President Joe Biden and a bipartisan group of senators reached an infrastructure deal on Thursday that includes an estimated $579billion for new projects including roads, electric utilities and broadband internet.
The breakthrough came after Biden and Republican and Democratic senators met for 30 minutes in the Oval Office. The deal ended a weeks-long stalemate over the price tag and how to fund the largest transportation package Congress has ever approved.
‘We have a deal,’ Biden announced outside the White House on Thursday afternoon. ‘I think it’s really important we’ve all agreed that none of us got all that we wanted.’

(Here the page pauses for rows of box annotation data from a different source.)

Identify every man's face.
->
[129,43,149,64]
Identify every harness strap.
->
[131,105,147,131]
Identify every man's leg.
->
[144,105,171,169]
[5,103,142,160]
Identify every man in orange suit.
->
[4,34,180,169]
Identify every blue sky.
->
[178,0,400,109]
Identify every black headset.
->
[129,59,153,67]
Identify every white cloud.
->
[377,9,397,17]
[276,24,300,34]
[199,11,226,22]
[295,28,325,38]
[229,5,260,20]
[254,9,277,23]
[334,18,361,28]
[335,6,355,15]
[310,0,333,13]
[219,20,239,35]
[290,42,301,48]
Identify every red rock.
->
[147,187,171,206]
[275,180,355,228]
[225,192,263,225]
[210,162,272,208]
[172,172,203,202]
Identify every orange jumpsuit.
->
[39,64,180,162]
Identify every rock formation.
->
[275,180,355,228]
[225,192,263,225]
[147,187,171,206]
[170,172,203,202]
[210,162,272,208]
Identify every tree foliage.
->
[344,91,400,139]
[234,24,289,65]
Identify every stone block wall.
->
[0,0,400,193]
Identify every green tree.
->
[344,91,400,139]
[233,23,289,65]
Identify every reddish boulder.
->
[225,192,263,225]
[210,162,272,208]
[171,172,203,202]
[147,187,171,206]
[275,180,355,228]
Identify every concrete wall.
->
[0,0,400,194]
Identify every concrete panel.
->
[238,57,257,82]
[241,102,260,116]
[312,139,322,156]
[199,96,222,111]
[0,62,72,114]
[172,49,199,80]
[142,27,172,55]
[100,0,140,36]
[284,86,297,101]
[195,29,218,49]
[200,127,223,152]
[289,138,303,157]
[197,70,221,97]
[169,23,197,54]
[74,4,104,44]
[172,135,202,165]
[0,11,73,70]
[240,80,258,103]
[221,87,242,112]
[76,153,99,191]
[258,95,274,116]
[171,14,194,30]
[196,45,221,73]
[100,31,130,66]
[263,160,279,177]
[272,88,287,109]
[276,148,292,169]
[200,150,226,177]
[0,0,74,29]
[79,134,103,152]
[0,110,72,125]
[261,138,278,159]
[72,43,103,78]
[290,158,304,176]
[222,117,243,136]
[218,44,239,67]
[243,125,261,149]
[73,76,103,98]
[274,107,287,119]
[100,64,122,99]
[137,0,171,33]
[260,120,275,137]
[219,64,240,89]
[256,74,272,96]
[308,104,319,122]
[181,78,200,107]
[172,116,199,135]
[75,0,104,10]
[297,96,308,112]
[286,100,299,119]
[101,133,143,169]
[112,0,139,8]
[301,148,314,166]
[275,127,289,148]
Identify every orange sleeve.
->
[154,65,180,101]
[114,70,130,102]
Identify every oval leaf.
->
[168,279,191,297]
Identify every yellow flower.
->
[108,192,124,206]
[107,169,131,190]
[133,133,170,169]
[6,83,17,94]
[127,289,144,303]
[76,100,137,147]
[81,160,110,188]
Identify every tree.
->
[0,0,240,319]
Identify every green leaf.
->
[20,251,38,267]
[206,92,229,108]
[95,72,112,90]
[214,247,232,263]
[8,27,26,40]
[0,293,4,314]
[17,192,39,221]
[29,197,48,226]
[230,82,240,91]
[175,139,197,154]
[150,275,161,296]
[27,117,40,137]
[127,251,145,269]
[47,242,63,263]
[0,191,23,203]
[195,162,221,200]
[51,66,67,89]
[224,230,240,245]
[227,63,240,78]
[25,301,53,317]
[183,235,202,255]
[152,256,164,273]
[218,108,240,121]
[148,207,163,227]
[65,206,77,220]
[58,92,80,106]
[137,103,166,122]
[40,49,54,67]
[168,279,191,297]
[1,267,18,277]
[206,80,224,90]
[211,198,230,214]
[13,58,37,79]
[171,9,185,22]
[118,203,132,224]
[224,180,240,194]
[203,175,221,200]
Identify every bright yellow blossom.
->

Biden did not reveal the total price tag, which is believed to be about $1.2trillion with more than $550billion for new investments. Democratic leaders said the plan, which is part of Biden’s $4trillion economic proposal, can only move forward with a bigger spending and tax raising package that Democrats are pushing in Congress, according to The New York Times.
Democrats’ two-track strategy is expected to be difficult as they hold thin majorities and Republicans are sure to oppose.
But Biden and centrist senators celebrated the compromise on Thursday, with the president saying it ‘reminds me of the days we used to get an awful lot done up in the United States Congress’.
Democratic Senator Kyrsten Sinema of Arizona, one of the leaders in the negotiations, said, ‘this does represent a historic investment in our nation’s infrastructure’.
Republican Senator Rob Portman of Ohio called it ‘a good compromise that’s going to help the American people’. Portman added he was ‘pleased to see we were able to come together on a core infrastructure package’ and that it would come to fruition ‘without new taxes’.
With support from Biden and bipartisan senators, the infrastructure bill is likely to pass the divided Congress.
The deal’s details have not yet been spelled out, but it is expected to be funded through revenue increases that do not break Biden’s promise to not raise taxes for the middle class. It is also expected to follow Republicans’ wishes of not undoing former President Donald Trump’s 2017 business tax cuts.